Reports Net Investment Income of $0.58 per Share

Declares Fourth Quarter Regular Distribution of $0.45 per Share

Nuveen Churchill Direct Lending Corp. (NYSE: NCDL) (“NCDL” or the “Company”), a business development company externally managed by its investment adviser, Churchill DLC Advisor LLC (the “Adviser”), and by its sub-adviser, Churchill Asset Management LLC (“Churchill”), today reported financial results for the quarter ended September 30, 2024.

Financial Highlights for the Quarter Ended September 30, 2024

  • Net investment income of $0.58 per share
  • Net realized and unrealized gain on investments of $0.09 per share
  • Net increase in net assets resulting from operations of $0.67 per share
  • Net asset value ("NAV") per share of $18.15, compared to $18.03 per share as of June 30, 2024
  • Paid third quarter regular distribution of $0.45 per share and the second of four special distributions of $0.10 per share on October 28, 2024, which represents a 12.1% total annualized yield based on the third quarter NAV per share
  • Declared fourth quarter regular distribution of $0.45 per share

“We are pleased to report strong third quarter results, including $0.58 per share of net investment income, which fully covered our regular quarterly and special distributions, and an increase in our net asset value per share quarter-over-quarter,” said Ken Kencel, President and Chief Executive Officer of NCDL and Churchill. “Deal activity and originations across the Churchill platform continued at a strong pace this quarter, which benefited NCDL, and we believe the beginning of a rate reduction cycle will spur increased M&A activity in 2025. Looking ahead, we are excited about NCDL’s future prospects, as we believe we are well-positioned to take advantage of the significant opportunity we see in the private credit market and continue to deliver an attractive yield to our shareholders.”

“Our investment portfolio remains strong and healthy, reflecting the quality of the deal flow we have seen over the last several years, as well as our focus on diversification, a continued high-level of selectivity and a differentiated sourcing model,” said Shai Vichness, Chief Financial Officer of NCDL and Churchill. “With the strong originations we experienced during the quarter, we were able to increase our leverage ratio to the mid-point of our target range.
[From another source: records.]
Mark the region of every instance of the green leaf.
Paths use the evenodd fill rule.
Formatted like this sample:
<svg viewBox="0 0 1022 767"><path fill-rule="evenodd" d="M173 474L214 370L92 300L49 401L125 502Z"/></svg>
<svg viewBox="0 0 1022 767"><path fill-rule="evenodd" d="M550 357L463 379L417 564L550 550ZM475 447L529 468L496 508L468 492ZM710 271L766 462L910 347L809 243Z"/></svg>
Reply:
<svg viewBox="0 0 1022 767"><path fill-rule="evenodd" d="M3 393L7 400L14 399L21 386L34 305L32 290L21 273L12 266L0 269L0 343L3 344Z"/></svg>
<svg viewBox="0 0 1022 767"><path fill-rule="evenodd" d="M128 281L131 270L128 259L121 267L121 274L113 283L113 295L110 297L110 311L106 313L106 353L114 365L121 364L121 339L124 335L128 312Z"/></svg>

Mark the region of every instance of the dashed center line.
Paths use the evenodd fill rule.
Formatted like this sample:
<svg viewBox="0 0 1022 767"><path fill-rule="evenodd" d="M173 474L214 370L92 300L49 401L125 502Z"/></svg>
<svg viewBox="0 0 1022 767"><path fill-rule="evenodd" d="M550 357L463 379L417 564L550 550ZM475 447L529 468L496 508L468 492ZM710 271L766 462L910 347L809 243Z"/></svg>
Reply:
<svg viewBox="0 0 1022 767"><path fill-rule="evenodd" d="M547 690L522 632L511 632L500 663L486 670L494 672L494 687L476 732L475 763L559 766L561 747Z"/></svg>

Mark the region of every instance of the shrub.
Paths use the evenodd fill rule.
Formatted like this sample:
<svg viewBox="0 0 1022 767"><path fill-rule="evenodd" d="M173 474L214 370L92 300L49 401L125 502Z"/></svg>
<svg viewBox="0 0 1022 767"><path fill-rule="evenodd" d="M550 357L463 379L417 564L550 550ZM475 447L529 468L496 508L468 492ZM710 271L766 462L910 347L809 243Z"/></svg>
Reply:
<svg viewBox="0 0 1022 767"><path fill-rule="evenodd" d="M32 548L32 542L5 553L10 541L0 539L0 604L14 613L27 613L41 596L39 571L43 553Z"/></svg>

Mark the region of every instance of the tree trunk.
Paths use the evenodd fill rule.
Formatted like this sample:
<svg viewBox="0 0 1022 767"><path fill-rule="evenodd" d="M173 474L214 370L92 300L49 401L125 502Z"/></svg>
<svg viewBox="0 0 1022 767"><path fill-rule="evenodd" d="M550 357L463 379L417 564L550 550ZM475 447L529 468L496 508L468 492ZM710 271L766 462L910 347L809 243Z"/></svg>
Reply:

Additionally, NCDL continues to have a strong balance sheet and liquidity position, as we have constructed a diversified capital structure that is match-funded to our floating rate assets with no near-term debt maturities.”

Distribution Declaration

The Company’s Board of Directors (the "Board") has declared a fourth quarter 2024 regular distribution of $0.45 per share payable on January 28, 2025 to shareholders of record as of December 31, 2024. On January 10, 2024, the Board declared four special distributions of $0.10 per share, to be paid over a one-year period, with the next distribution payable on January 28, 2025 to shareholders of record as of November 11, 2024.
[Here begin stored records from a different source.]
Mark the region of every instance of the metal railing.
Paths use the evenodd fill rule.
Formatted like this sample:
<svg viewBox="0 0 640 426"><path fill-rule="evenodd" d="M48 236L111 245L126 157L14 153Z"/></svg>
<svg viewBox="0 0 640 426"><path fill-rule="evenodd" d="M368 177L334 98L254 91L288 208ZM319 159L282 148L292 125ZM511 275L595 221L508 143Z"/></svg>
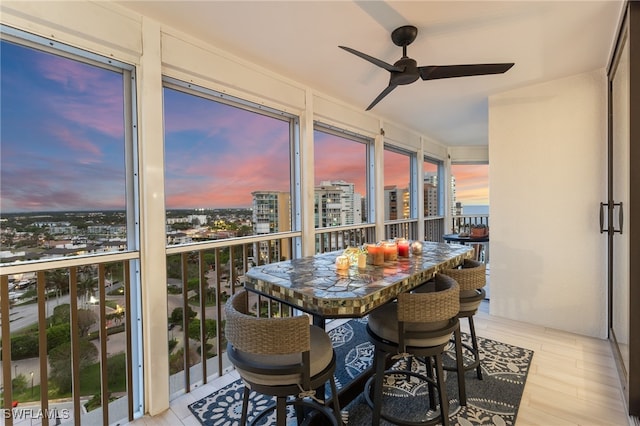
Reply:
<svg viewBox="0 0 640 426"><path fill-rule="evenodd" d="M376 241L375 233L375 225L365 223L356 226L318 228L315 230L316 253L360 247L365 243Z"/></svg>
<svg viewBox="0 0 640 426"><path fill-rule="evenodd" d="M251 236L167 248L169 392L172 398L233 367L226 357L224 303L254 265L293 257L300 233ZM289 307L252 295L257 316L292 315Z"/></svg>
<svg viewBox="0 0 640 426"><path fill-rule="evenodd" d="M424 240L443 242L442 236L445 234L444 217L428 217L424 220Z"/></svg>
<svg viewBox="0 0 640 426"><path fill-rule="evenodd" d="M137 264L128 252L2 269L5 425L24 410L47 413L38 420L45 426L133 420Z"/></svg>
<svg viewBox="0 0 640 426"><path fill-rule="evenodd" d="M474 225L489 226L488 214L463 214L451 218L451 229L454 234L467 231Z"/></svg>

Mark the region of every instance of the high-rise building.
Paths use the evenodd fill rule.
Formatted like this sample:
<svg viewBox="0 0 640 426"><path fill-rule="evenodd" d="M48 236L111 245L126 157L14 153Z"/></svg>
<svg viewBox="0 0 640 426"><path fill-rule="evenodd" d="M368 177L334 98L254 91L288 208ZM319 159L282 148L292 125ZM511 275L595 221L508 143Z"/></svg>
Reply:
<svg viewBox="0 0 640 426"><path fill-rule="evenodd" d="M362 196L355 185L343 180L322 181L315 187L315 227L362 223Z"/></svg>
<svg viewBox="0 0 640 426"><path fill-rule="evenodd" d="M408 188L396 185L384 187L384 220L407 219L411 215L411 194Z"/></svg>
<svg viewBox="0 0 640 426"><path fill-rule="evenodd" d="M424 175L424 215L425 217L438 216L438 174L427 172Z"/></svg>
<svg viewBox="0 0 640 426"><path fill-rule="evenodd" d="M282 191L254 191L253 196L253 229L256 234L272 234L291 231L291 195ZM269 253L271 250L271 253ZM268 259L285 259L291 251L288 239L283 239L270 246L260 243L260 257Z"/></svg>
<svg viewBox="0 0 640 426"><path fill-rule="evenodd" d="M455 176L451 176L451 191L449 191L449 194L451 194L451 198L450 198L450 209L451 209L451 214L453 216L459 215L461 213L458 212L457 208L456 208L456 177Z"/></svg>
PORTFOLIO AND INVESTMENT ACTIVITY

As of September 30, 2024, the fair value of the Company's portfolio investments was $2.05 billion across 202 portfolio companies and 26 industries. This compares to $1.99 billion as of June 30, 2024 across 198 portfolio companies and 26 industries.
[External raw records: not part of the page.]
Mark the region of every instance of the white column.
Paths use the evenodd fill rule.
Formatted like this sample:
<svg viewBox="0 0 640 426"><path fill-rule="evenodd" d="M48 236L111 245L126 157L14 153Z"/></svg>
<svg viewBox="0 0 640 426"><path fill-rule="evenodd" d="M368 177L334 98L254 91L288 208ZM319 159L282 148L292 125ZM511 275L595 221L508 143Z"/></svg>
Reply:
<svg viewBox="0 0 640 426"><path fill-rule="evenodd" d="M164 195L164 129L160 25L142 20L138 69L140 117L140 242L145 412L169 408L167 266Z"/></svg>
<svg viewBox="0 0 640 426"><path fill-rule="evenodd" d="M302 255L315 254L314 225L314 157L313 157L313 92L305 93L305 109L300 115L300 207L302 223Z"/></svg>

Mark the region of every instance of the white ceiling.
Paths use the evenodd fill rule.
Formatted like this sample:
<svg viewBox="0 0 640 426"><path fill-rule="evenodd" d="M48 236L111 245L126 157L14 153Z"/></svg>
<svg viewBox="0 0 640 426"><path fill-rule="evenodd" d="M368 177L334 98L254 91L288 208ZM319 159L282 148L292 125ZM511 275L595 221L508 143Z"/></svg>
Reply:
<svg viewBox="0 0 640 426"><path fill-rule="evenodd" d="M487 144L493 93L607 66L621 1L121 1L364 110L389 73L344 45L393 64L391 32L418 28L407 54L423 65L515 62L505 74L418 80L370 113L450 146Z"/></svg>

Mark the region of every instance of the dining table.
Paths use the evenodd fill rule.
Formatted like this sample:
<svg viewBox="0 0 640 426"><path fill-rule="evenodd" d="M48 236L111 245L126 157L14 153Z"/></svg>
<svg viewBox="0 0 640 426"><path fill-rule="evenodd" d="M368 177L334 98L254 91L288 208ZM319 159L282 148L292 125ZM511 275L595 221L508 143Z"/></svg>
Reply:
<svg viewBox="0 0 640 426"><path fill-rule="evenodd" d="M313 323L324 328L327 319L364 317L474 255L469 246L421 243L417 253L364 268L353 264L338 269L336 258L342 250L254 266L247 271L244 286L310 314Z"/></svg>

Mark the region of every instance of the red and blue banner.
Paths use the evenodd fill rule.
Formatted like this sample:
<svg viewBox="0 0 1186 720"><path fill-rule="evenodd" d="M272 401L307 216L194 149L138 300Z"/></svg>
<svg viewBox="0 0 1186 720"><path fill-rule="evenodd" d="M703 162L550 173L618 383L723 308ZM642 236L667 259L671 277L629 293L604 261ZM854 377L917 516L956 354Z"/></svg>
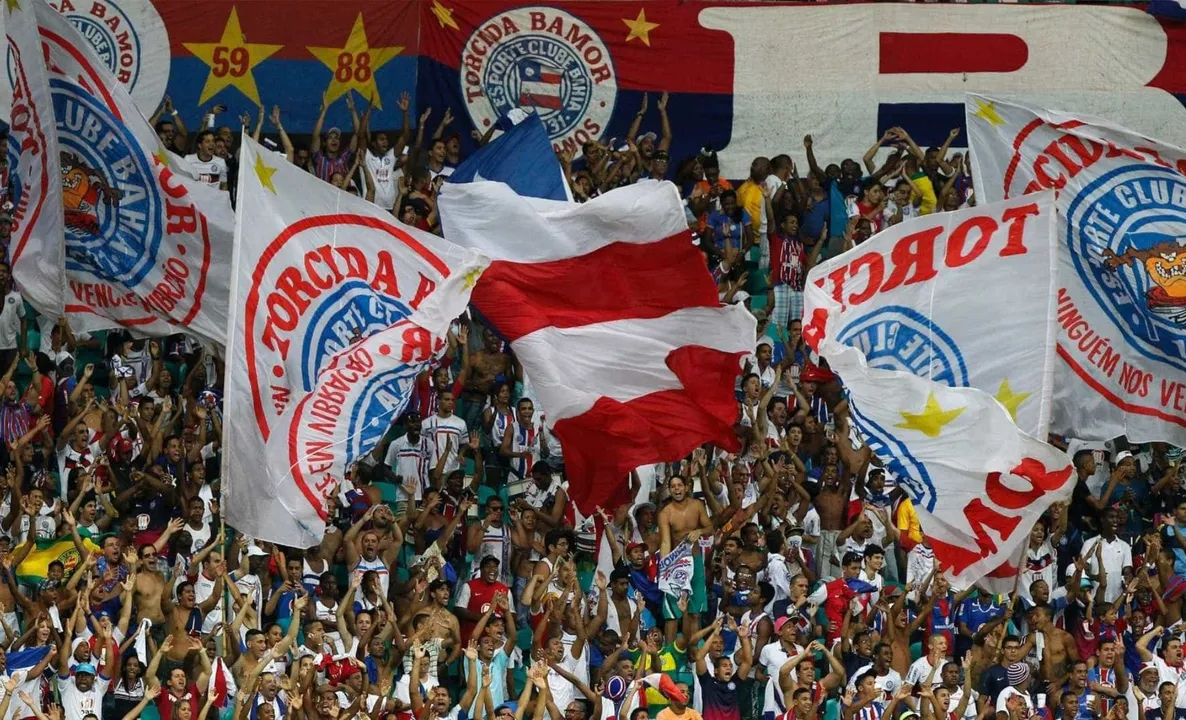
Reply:
<svg viewBox="0 0 1186 720"><path fill-rule="evenodd" d="M1186 24L1135 6L713 4L498 0L55 0L152 115L167 94L189 128L279 104L289 133L349 132L343 102L397 129L448 108L465 152L510 107L537 108L553 145L619 142L670 93L674 165L702 147L744 176L760 154L859 158L891 127L923 146L963 127L963 94L1104 116L1186 145ZM361 111L361 110L359 110ZM264 127L264 133L269 132ZM956 147L965 146L963 134Z"/></svg>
As of September 30, 2024, the Company’s portfolio based on fair value consisted of approximately 90.1% first-lien loans, 8.3% subordinated debt investments, and 1.7% equity investments. As of June 30, 2024, the Company’s portfolio based on fair value consisted of 90.6% first-lien loans, 7.8% subordinated debt investments, and 1.6% equity investments.

For the three months ended September 30, 2024, the Company funded $203.2 million of portfolio investments and received $155.6 million of proceeds from principal repayments and sales, compared to $305.0 million and $100.0 million for the three months ended June 30, 2024, respectively.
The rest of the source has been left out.